Everything You Need To Know About The 2022 Lettuce Shortage

Back in 2020, it looked like a lettuce shortage could hit the United States at any point. According to Growing Produce, California lettuce growers faced hotter-than-average temperatures and crop diseases that led to a shortage of iceberg and romaine lettuce. These tight conditions bled into 2021. Mintec reported that lettuce saw a 67% increase in price from last year due to low supplies of the crop from California and Arizona. Poor growing conditions led to a diminished California crop. Usually, lettuce growers in Arizona start producing the vegetable in November, but due to climate change, a supply chain shortage occurred.

These variables caused uncertainty in the market, leading to some dramatic price changes, and the current market forecasts indicate that Arizona should continue to produce a diminished amount of lettuce in the near future with prices staying consistent but higher-than average. Anyone looking for quality produce in the near future may have additional issues. According to Fresh Point, iceberg, leaf, and romaine lettuce should see increased blight, delivery delays, and decreased quality due to the increasingly cold weather. These effects should carry over into 2022, making the forecast for quality lettuce appear bleaker by the day.

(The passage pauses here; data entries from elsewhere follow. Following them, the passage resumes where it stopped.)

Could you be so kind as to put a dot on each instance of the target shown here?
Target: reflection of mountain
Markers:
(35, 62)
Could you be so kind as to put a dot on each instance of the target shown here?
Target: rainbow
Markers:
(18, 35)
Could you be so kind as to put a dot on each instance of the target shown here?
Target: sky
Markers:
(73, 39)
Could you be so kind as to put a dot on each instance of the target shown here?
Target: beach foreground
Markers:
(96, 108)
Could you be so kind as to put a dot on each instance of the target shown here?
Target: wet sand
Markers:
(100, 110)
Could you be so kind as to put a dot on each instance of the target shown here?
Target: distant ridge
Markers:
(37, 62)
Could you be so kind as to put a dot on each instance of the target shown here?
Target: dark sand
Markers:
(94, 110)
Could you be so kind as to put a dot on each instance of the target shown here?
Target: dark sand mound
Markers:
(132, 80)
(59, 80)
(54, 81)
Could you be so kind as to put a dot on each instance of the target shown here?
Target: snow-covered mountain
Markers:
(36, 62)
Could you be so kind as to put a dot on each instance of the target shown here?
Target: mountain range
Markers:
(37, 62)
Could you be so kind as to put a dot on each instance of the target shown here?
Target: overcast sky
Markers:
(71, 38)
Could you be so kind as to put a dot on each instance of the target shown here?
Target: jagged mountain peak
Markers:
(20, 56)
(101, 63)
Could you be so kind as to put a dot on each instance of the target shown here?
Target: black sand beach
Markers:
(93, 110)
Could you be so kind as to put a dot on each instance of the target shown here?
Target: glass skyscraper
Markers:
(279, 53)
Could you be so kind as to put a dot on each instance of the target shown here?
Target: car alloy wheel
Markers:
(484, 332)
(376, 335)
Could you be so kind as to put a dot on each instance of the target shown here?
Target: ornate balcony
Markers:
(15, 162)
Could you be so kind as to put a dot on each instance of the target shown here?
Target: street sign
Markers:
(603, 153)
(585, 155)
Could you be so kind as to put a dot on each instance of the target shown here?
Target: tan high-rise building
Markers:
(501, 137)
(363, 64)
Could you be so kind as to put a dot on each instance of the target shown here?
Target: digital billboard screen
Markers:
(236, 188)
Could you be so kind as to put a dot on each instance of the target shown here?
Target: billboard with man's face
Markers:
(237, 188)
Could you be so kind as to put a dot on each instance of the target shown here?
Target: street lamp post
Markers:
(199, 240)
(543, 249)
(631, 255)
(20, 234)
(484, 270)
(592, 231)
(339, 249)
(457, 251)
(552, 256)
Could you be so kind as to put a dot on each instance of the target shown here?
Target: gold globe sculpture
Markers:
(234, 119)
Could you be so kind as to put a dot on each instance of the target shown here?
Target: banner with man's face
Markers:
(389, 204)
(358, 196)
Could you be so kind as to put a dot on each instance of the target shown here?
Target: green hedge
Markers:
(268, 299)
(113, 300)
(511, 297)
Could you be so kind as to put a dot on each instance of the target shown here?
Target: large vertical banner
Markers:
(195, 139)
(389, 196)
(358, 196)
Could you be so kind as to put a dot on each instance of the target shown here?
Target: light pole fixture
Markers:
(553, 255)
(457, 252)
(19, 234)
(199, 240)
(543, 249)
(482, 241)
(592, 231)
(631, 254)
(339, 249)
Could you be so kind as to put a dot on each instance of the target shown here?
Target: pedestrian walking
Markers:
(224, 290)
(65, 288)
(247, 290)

When will the lettuce crisis end?

The future doesn't look better in the coming year for U.S. crops. The Guardian reports that North America is facing an imminent fertilizer shortage that has the potential to completely disrupt the growing season. This issue might also stress the supply chain even further, and has the capacity to further derail the American agricultural market. With a perfect storm of shortages, poor weather, and more, expect to see tighter lettuce prices in the coming year in addition to a decrease in quality.

With any luck, America might pull through the ongoing lettuce shortage, but expect some tough times ahead. The situation will likely get worse before it gets better, so if you find a good deal on lettuce in the near future, make sure to stock up while you can. Unless conditions change, some of the same factors that affect lettuce have the potential to spill over to other produce, but don't expect prices to change too quickly. With all these factors in mind, you might have an easier time growing lettuce at home, rather than relying on the stores.